Eu Vi o Mangkhut Matá-la

Eu vi aquilo a acontecer. Os vidros a estilhaçarem e a espetarem-se nela. A janela a partir-se e os vidros a rebentarem em mil-e-um pedaços mortais que se espetaram na cara, no corpo, na cabeça.
Era só sangue. Sangue e água da chuva. E pedacinhos cortantes de vidro.
Eu sabia que o Mangkhut estava a chegar lá, a Macau. Chamei-a pelo skype. Queria saber com é que ela estava. Ela atendeu e vi, atrás dela, a janela com fita-adesiva em X, a proteger os vidros do vento e da chuva. Dos excessos de vento e chuva do Mangkhut.
Não estávamos há muito tempo à conversa quando vejo, atrás dela, as janelas a rebentarem, os vidros a estilhaçarem, ela a virar-se para trás e a ser alvejada pelos mil-e-um pedaços de vidros cortantes.
Vi-a virar-se, levantar-se e ser projectada através da sala. Vi riscos de sangue a cruzar o espaço e a deixarem marcas de Pollock por todo o lado. Vi pedaços de vidros, como balas, a espetarem-se nas paredes da sala, a baterem no ecrã do computador, como se me quisessem atacar a mim, à distância de milhares de quilómetros tornados ali-mesmo-ao-lado através da magia da comunicação. Vi o Mangkhut entrar dentro de casa através da água da chuva e do vento e destruir tudo.

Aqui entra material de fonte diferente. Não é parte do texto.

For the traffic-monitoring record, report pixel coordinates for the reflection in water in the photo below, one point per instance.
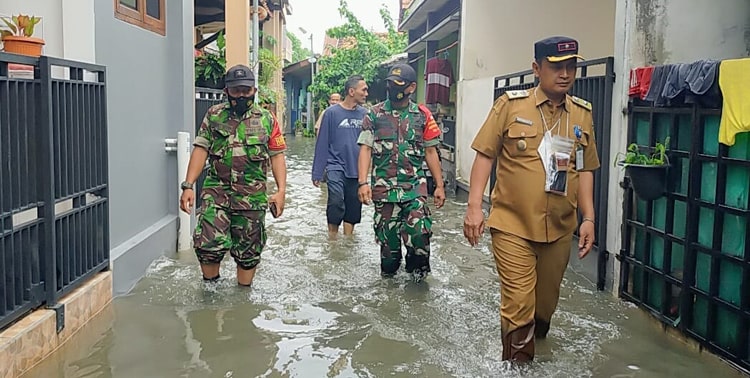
(319, 308)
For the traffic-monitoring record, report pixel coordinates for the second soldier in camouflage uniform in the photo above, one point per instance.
(397, 137)
(239, 139)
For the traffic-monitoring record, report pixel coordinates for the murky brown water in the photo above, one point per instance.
(319, 308)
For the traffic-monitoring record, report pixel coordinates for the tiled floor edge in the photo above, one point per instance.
(81, 306)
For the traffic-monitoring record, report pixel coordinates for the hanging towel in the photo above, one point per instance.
(675, 85)
(734, 81)
(703, 82)
(439, 78)
(640, 81)
(658, 81)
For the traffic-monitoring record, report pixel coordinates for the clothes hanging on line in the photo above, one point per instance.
(439, 78)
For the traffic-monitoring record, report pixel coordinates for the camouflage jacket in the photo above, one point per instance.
(239, 150)
(398, 139)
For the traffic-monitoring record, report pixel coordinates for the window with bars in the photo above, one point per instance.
(147, 14)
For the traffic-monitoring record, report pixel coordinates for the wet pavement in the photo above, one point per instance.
(319, 308)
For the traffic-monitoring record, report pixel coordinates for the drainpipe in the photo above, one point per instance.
(181, 145)
(256, 43)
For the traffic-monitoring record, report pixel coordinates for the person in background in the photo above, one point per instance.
(333, 99)
(336, 154)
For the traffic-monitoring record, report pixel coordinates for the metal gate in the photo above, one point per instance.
(54, 193)
(686, 256)
(596, 89)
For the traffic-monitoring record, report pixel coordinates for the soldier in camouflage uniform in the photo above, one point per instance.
(397, 137)
(240, 140)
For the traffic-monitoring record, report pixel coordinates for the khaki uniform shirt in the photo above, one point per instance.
(512, 133)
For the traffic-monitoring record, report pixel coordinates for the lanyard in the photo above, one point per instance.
(557, 123)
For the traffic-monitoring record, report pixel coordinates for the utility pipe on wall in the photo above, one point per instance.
(181, 145)
(184, 229)
(256, 44)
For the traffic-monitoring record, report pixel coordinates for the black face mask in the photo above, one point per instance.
(240, 105)
(396, 93)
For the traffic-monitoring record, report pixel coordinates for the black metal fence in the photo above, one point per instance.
(686, 256)
(54, 216)
(597, 89)
(204, 99)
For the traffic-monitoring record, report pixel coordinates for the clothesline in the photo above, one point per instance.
(446, 48)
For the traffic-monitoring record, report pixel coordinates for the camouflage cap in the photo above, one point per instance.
(239, 76)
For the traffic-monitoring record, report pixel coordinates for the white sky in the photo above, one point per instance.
(317, 16)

Enquanto ela estava agonizante caída no chão da sala e a tempestade destruía tudo lá dentro, eu sentia-me privilegiado pela distância segura de meio mundo e, ao mesmo tempo, de estar no olho-do-tufão através de um computador que sobrevivia, milagrosamente, à intempérie e uma ligação via skype que se mantinha contra todas as adversidades e expectativas.
Gritei. Gritei muito para o meu computador aqui, deste lado do mundo. Para fazer eco lá. Para que ela me ouvisse. E dissesse que estava bem. Que não me preocupasse. Que nos voltaríamos a encontrar pelo Natal.
Mas tudo o que vi foi o corpo dela tombado no chão, repleto de manchas vermelhas que se tornavam cor-de-rosa com a força da água. E o silêncio dela em contraste com o barulho da tempestade. E a quietude dela em contraste com a agitação daquele furacão ou lá o que era.
Baixei a tampa do meu computador e deixei-me morrer.
Enfiei-me na cama e cobri a cabeça. E comecei a enumerar os jogadores do Benfica.